The disease, which is endemic to many African countries, spreads through respiratory droplets and physical contact. It has infected 194 people in Toronto, with the first Canadian case reported on May 19 in Montreal.

According to Darrell Tan, a clinician and scientist at the division of infectious diseases at St Michael’s Hospital, municipal public health data combined with international research collaboration, indicates 99 per cent plus of monkeypox infections in nonendemic countries are of men who have sex with men (MSM).

Following Ontario Ministry of Health guidelines, Toronto has been providing vaccine clinics to just sexual minority men. However, it’s aftercare support where the city falls flat, Michael Kwag, director of knowledge exchange and policy development at Community-Based Research Centre, said.

Diagnosed with monkeypox, he felt pain, exhaustion — and was frustrated by the lack of support

From the Toronto Star article

Len Tooley is one of at least 539 Canadians who have contracted monkeypox in the past two months. He’s going public, to let others know that they aren’t alone.

He says the community of gay and bisexual men currently most at risk for monkeypox has largely been left in the dark by public health when it comes to how to take care of themselves if they become sick.

“There’s really no information. People can be really on their own.”

Also, with people faced with weeks of missed work after a monkeypox diagnosis, Tooley says the province’s sick days are inadequate and two years into a pandemic, the health-care system is still not built up to care for those with unpredictable illness.


[Dr. Darrell] Tan, who is also an associate professor of medicine at the University of Toronto, said the emergence of monkeypox in the community is very new, and it’s challenging to sort out the public health response and how best to support patients.

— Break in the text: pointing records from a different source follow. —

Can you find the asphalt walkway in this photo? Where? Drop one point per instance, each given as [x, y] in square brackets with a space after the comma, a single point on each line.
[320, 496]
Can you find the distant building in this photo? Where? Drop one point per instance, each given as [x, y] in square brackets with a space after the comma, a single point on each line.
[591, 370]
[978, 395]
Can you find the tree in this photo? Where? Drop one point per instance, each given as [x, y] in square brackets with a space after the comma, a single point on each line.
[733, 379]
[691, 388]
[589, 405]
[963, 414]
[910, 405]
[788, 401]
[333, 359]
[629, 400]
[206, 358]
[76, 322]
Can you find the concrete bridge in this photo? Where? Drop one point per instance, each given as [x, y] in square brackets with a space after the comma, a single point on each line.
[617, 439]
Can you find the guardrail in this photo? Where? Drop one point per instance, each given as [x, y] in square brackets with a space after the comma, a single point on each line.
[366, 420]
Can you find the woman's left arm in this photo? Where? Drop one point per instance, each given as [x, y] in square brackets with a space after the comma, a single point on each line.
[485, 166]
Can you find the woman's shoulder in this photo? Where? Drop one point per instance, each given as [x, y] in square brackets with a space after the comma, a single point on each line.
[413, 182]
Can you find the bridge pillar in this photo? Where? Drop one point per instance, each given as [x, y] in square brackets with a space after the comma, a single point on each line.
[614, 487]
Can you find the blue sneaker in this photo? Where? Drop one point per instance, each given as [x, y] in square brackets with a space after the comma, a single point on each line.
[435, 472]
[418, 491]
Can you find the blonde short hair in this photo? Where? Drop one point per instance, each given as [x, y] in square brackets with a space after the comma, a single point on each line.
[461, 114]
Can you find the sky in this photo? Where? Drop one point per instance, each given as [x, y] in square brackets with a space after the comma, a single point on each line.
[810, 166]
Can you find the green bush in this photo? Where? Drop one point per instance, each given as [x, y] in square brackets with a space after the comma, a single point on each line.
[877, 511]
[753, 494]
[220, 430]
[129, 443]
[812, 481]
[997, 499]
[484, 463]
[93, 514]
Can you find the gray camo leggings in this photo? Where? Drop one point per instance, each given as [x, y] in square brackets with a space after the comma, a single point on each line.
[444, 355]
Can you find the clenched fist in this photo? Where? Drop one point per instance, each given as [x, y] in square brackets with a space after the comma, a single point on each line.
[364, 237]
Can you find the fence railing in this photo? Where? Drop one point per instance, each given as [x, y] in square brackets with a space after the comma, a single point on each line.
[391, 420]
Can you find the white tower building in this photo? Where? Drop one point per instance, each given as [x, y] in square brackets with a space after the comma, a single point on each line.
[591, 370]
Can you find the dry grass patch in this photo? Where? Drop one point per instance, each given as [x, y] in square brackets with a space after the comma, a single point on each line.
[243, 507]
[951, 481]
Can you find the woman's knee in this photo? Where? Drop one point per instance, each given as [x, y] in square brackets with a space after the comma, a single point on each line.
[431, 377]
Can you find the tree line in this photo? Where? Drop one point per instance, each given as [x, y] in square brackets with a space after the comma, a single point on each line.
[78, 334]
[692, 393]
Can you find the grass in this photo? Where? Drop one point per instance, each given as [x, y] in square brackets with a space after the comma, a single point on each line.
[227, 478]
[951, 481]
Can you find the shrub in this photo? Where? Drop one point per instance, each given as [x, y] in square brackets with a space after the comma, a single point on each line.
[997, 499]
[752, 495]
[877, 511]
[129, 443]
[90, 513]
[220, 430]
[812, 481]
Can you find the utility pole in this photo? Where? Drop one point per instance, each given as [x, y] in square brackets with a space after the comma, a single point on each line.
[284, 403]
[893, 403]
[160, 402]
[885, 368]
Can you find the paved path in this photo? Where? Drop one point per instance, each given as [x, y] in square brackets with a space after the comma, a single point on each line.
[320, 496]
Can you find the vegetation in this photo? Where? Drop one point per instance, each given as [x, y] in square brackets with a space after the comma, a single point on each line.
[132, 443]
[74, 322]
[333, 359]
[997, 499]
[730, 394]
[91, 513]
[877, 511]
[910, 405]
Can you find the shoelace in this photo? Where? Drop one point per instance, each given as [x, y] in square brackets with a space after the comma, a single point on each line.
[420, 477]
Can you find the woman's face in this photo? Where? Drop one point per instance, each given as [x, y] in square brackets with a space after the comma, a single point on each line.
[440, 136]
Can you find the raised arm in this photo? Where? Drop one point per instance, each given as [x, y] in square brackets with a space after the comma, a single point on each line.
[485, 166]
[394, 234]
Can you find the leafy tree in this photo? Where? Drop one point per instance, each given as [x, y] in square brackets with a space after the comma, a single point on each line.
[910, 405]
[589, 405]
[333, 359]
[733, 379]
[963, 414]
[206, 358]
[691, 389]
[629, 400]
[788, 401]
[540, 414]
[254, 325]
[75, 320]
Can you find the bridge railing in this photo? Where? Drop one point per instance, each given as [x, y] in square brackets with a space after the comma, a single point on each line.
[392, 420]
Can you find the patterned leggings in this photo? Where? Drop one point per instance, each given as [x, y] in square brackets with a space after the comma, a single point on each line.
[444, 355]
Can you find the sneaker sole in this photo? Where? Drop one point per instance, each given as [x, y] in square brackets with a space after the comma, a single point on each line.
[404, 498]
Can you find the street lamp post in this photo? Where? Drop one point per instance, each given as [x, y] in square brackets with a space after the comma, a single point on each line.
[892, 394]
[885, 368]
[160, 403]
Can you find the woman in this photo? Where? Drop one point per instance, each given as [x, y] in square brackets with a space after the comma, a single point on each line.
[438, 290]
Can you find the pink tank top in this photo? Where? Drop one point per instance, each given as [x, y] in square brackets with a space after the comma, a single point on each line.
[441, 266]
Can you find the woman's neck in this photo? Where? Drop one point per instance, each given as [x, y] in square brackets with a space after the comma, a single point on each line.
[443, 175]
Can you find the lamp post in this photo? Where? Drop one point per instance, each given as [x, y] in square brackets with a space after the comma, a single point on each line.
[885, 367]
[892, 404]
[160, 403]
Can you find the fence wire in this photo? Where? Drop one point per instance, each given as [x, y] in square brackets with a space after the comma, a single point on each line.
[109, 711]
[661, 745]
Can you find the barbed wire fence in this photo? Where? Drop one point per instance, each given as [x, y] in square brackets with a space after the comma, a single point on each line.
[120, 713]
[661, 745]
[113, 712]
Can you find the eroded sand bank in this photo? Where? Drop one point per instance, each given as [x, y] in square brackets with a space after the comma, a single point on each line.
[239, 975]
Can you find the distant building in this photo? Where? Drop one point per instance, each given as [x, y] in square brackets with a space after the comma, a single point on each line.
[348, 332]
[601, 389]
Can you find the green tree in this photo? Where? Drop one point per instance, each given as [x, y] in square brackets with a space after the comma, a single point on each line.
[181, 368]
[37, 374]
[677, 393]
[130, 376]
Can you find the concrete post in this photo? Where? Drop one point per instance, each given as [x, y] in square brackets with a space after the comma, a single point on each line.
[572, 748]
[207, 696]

Levels of patient care should include individualized care and support, like offering symptom relief or suggestions, he says. How to care for patients with monkeypox is something the system is learning through avenues like community engagement, he adds.

“We’re getting input at all stages of the way,” he says. “I agree that there isn’t much (information) out there.”

The response to monkeypox so far from Canada and provinces including Ontario and Quebec has been adequate, but communication can be improved regarding more inclusive language in vaccination eligibility, as it should include non-binary people and trans women, says Todd Coleman, an epidemiologist specializing in LGBTQ health.

Coleman says community health organizations are also taking up the job of getting public health information out and offering support, and they do so with less funding and resources.

“They tend to mobilize and work on a diminished capacity of what’s available to public health agencies,” he says.

Tooley worked at a clinic for a decade, testing people for HIV. He says he saw the effects of shame and stigma.

And that’s why he wants to dismantle that stigma when it comes to monkeypox.

“Nobody deserves this, nobody asked for this. Monkeypox and all other infectious diseases are bigger than any one person has control over.